Finding Work for Old Softies
Robert Carlberg | Seattle | 02/23/2007
(4 out of 5 stars)

"This is Leonardo Pavkovic's second attempt to put together a working band out of ex-Soft Machine players, with John Etheridge replacing Allan Holdsworth from the first attempt (variously called Software or Soft Works). The core trio of Hugh Hopper, Elton Dean and John Marshall play together so well that almost any situation you put them in is going to be worthwhile. Certainly Etheridge holds his own against this lot, and maybe even listens to them a little better than did the mercurial Holdsworth.



Alas, this lineup was doomed as well, with the untimely passing of Dean shortly after these sessions.
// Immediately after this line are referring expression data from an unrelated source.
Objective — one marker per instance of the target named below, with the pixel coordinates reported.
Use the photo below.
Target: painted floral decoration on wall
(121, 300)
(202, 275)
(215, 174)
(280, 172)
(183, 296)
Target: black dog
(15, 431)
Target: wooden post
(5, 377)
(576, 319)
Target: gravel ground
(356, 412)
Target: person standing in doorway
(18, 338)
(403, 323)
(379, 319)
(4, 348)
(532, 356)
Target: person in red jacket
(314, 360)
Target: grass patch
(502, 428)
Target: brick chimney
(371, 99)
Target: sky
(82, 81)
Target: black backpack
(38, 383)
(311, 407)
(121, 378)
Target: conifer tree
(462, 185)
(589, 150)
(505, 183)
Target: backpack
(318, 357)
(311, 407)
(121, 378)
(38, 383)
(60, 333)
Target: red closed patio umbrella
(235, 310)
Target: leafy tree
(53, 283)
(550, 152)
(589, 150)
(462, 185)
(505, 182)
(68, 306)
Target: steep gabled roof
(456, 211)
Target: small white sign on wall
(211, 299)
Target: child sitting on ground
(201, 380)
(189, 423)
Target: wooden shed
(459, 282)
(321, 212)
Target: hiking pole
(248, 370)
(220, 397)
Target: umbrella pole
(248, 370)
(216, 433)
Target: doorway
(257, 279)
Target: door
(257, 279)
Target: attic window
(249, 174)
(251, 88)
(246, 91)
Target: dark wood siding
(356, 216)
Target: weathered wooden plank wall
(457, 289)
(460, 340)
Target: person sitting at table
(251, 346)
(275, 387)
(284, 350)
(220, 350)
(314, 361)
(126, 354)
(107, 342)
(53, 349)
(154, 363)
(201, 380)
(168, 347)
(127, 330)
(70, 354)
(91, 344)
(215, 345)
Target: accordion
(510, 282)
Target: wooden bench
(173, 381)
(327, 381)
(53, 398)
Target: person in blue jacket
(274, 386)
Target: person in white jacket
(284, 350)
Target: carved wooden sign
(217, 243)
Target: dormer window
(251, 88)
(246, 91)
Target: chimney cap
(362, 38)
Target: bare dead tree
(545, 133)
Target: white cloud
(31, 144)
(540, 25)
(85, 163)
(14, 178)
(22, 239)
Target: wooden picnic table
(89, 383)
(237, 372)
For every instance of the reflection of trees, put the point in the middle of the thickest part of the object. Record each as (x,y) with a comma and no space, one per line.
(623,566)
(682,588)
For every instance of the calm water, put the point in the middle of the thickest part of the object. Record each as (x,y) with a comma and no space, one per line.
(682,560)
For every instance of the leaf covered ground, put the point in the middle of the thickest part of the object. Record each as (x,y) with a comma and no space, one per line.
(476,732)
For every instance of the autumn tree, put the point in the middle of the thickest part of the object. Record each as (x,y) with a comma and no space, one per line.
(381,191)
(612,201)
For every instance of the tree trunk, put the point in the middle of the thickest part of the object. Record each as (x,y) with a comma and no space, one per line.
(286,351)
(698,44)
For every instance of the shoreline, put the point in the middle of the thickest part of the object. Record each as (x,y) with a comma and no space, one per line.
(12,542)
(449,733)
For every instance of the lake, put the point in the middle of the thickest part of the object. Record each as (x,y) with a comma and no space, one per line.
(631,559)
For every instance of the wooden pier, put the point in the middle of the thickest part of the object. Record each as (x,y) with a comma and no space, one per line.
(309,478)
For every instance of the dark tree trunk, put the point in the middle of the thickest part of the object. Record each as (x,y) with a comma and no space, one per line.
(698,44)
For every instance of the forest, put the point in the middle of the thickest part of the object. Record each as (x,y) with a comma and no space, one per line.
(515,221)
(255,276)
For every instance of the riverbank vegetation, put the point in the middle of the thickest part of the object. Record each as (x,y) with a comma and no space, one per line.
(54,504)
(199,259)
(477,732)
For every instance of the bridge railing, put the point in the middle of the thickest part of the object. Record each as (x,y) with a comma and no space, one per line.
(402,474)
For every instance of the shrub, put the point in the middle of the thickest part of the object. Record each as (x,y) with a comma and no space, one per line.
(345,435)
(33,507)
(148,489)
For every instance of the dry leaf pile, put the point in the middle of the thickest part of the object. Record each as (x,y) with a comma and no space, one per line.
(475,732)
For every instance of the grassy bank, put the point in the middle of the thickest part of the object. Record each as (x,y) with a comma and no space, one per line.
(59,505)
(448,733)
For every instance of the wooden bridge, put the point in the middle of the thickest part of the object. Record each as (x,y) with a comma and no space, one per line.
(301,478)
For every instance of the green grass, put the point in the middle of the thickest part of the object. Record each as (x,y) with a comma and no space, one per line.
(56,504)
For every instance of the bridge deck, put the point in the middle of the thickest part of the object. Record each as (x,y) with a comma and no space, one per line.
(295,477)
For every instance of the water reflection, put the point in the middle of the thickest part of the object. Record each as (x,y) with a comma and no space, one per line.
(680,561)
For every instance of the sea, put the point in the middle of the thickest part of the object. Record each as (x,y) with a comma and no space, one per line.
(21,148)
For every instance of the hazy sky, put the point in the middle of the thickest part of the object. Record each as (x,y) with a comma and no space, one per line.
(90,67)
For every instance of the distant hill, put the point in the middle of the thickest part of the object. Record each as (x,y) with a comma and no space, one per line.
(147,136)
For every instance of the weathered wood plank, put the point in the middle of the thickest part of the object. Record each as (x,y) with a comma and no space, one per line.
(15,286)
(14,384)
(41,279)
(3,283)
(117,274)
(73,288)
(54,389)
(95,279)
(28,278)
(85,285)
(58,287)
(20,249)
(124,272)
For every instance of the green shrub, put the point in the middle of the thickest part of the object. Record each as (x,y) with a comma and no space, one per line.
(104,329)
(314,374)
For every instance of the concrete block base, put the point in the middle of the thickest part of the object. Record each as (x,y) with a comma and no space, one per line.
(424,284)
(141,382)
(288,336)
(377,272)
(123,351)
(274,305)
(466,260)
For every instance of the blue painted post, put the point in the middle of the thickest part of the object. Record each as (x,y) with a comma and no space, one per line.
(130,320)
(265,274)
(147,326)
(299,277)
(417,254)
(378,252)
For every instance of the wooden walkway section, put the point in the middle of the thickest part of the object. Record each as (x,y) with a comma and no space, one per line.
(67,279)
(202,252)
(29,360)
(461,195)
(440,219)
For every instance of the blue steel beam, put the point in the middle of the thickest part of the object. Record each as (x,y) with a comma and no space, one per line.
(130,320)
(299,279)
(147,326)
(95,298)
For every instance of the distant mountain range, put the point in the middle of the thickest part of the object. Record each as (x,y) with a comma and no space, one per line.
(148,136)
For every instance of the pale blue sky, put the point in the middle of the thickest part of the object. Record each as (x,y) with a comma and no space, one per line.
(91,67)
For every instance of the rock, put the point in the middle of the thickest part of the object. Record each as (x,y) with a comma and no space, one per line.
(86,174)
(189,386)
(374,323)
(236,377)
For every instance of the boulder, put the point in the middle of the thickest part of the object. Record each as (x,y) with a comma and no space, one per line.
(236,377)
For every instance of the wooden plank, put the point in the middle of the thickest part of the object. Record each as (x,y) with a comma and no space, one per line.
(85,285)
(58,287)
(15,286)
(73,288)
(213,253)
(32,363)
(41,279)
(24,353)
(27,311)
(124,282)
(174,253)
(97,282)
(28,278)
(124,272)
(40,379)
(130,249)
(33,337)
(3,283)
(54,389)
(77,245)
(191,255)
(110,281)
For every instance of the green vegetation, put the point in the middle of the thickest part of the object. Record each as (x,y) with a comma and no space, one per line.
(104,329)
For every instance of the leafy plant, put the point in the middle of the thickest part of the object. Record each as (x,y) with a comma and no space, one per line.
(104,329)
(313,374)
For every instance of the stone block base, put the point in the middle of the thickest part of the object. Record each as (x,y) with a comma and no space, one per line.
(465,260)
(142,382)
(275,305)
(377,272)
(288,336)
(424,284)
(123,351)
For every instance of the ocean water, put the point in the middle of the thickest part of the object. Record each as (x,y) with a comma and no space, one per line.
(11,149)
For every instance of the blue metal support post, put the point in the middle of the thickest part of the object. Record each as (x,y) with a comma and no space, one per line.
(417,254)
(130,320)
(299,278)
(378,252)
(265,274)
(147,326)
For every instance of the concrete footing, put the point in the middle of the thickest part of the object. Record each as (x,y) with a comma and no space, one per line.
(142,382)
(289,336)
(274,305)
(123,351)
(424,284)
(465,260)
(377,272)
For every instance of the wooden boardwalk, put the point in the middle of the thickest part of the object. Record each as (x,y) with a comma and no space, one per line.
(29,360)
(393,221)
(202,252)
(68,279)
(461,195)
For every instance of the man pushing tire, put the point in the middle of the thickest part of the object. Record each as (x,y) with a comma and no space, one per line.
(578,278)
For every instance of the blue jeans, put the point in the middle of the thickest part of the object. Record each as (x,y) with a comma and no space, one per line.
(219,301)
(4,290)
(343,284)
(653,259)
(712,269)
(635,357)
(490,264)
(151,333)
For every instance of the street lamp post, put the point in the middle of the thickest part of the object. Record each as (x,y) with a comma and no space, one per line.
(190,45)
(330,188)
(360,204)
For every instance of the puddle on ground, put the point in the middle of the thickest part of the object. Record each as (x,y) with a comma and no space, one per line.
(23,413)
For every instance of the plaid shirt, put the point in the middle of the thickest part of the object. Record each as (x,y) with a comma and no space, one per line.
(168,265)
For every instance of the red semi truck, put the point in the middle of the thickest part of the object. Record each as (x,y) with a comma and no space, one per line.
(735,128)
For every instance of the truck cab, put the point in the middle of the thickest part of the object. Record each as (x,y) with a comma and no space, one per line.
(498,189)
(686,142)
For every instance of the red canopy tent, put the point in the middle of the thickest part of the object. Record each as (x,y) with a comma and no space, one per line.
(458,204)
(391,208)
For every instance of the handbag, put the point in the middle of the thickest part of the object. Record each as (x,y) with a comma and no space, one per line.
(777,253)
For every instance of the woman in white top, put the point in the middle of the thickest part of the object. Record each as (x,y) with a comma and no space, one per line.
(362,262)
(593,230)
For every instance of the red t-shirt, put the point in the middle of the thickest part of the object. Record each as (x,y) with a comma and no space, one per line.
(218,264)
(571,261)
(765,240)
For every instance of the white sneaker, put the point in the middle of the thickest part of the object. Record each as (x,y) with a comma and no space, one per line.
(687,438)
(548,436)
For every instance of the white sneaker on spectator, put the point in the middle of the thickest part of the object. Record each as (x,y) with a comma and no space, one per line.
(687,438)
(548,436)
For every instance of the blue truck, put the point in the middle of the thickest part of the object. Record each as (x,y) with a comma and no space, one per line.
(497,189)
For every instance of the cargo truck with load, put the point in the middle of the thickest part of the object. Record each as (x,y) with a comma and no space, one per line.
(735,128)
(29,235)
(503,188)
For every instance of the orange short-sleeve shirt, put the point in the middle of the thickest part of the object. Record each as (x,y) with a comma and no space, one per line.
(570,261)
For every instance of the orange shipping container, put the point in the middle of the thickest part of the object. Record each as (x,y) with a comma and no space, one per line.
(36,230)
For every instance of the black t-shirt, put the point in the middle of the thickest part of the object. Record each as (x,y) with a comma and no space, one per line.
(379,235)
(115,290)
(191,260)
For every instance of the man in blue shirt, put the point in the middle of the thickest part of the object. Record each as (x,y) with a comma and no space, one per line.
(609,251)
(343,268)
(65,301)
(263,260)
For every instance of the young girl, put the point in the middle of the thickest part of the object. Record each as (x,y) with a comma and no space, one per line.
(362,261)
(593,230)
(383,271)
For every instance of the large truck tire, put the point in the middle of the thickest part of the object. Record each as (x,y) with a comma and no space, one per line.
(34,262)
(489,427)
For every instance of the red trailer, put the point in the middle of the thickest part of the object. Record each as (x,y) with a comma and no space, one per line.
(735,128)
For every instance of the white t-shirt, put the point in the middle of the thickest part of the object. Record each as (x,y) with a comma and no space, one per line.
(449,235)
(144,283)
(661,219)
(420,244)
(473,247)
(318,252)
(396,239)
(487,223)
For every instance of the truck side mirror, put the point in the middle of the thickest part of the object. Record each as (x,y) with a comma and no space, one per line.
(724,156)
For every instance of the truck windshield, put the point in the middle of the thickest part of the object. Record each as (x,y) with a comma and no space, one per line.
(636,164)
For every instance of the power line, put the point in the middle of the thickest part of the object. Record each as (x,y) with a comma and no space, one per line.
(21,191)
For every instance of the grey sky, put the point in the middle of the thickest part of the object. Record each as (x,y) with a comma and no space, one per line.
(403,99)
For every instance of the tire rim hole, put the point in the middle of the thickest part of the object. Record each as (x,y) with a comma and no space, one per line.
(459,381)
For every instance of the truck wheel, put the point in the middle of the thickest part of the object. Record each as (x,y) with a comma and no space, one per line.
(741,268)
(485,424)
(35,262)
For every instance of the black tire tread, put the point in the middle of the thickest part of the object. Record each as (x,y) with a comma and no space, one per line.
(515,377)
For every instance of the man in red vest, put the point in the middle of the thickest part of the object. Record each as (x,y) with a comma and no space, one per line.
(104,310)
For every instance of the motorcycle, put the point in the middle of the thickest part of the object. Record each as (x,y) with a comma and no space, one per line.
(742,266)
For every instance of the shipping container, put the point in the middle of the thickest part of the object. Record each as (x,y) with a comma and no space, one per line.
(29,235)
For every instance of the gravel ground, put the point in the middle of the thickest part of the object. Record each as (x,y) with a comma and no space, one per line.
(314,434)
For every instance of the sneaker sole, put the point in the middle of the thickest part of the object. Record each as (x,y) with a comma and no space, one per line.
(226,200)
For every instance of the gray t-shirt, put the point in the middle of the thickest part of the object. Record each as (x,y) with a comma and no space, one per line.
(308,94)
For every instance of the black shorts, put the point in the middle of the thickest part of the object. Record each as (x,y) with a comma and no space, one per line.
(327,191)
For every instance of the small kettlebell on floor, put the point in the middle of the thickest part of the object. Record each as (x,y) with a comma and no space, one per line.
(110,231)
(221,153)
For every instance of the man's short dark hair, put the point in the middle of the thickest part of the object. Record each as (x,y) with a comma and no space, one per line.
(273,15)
This album itself is a mixed bag. There are two tracks that sound a bit too much like studio improvisations. There are a couple in conventional head-solo-tail jazz constructions. There is a Softs medley, Mike Ratledge's "Facelift," "As If" & "Slightly All The Time" (titled "Ratlift"). There is a ten-minute Hopper epic with typically Hopperean twists and turns.



As a guitar quartet without the keyboards and compositional muscle of Ratledge or Karl Jenkins to anchor the group, the music tends to get a little "wandery," although to his credit Etheridge wrote the three best tracks -- the last of which, "Strange Comforts," puts Elton in such a sweet setting that it functions as a fitting, if unintended, eulogy."